The City's Slimiest, Slowest Landscapers

This story starts about 20,000 years ago, when the last ice age stretched across this region. Animals, plants and insects were wiped out, or forced to flee south. After the glaciers retreated, many species returned north. The forests regrew, and leaves accumulated on the ground. In the warm damp beneath, seeds could germinate, protected from predators and extreme weather. 

But one of the species that did not come back was the earthworm. It moved too slowly to reach this far north. It was only when Europeans arrived in the 16th Century that worms were re-introduced: they were buried in the soil that ships used as ballast and was then dumped ashore. Later, Asian earthworms began showing up in the area, brought in through the horticultural trade.  

Earthworm

A few decades ago, researchers studying New York City parks noticed something weird happening to that rich carpet of leaves and seeds as a result of these developments. Some areas of the parks were full of worms, and in those places, instead of leaves, the ground was bare, and covered with piles of crumbs — earthworm casts.

What's more, said Dr. Faith Kostel-Hughes, director of environmental studies at the College of New Rochelle, the tree varieties that came to depend on thick leaf litter, such as oaks and hickories, are struggling without it, while non-native plants are gaining a toehold.

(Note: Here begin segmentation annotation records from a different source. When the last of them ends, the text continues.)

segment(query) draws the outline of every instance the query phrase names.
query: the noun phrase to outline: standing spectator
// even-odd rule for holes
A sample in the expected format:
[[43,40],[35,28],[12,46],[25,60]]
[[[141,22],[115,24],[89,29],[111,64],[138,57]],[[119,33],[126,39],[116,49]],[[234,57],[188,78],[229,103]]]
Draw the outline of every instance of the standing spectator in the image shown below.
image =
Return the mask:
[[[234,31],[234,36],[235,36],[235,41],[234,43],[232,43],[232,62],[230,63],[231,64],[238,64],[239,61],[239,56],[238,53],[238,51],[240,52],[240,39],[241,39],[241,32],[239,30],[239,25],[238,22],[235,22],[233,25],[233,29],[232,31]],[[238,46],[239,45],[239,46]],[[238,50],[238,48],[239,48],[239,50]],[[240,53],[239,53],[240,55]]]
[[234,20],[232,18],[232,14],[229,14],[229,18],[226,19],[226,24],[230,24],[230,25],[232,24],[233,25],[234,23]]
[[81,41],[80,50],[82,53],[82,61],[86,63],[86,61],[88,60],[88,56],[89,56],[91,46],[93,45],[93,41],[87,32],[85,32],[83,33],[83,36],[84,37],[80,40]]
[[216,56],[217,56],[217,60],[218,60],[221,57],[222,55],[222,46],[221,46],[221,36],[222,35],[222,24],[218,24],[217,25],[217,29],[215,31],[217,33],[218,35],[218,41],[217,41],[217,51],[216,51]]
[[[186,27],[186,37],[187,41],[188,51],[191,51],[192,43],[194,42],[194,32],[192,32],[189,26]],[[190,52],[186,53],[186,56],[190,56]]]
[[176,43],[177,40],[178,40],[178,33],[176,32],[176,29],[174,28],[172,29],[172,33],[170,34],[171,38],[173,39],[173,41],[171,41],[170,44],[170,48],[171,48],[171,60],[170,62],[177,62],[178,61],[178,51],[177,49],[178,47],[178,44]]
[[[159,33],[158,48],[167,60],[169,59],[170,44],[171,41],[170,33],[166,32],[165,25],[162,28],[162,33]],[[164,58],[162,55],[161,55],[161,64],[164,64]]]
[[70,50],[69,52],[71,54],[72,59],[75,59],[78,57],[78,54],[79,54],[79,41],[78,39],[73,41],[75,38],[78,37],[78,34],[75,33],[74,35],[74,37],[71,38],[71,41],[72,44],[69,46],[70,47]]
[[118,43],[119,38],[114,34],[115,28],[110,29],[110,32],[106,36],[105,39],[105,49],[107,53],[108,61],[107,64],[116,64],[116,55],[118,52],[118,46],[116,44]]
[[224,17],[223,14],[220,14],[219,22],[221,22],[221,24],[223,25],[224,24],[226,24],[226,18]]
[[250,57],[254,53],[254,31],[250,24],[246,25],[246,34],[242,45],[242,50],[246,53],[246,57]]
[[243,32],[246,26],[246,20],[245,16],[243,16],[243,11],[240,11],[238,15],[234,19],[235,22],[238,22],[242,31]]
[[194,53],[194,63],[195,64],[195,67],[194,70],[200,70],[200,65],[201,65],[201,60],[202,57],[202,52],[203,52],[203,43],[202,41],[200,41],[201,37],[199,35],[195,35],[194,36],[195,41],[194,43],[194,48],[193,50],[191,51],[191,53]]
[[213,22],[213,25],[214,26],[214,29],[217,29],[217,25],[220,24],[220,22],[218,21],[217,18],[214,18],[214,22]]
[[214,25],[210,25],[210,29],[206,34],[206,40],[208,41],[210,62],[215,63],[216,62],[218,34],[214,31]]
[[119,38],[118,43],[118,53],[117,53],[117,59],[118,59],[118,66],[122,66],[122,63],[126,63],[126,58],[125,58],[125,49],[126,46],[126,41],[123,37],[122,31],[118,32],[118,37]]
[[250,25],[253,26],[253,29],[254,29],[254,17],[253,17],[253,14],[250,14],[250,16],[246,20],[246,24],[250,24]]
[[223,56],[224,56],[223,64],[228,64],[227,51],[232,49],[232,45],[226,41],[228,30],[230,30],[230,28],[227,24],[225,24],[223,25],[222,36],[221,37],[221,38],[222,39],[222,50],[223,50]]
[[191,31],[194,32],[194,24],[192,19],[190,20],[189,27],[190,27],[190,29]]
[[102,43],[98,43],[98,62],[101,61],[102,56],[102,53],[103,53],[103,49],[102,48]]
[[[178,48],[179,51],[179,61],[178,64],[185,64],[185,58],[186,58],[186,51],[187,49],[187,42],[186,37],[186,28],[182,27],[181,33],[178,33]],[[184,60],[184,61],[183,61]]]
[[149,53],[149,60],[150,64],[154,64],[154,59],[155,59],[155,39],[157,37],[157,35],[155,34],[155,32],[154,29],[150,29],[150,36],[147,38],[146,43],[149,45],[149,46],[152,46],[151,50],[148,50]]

The earthworms, she said, "seem to be having direct interactions with the biodiversity of the plants in these forests."  

But Kostel-Hughes, who has been studying these creatures for more than a decade, says that may not be the end of the story. 

"It's all a matter of timeframe when we start looking at these things" she said. "We're looking at it at this point in time and seeing that right now, they are having a significant impact."

She's hopeful that education can go along way toward minimizing the spread of the earthworms. "Most people wouldn't think twice about moving something because of what might be in the soil," she said. "Yet that's probably how so many of them have been arriving in places."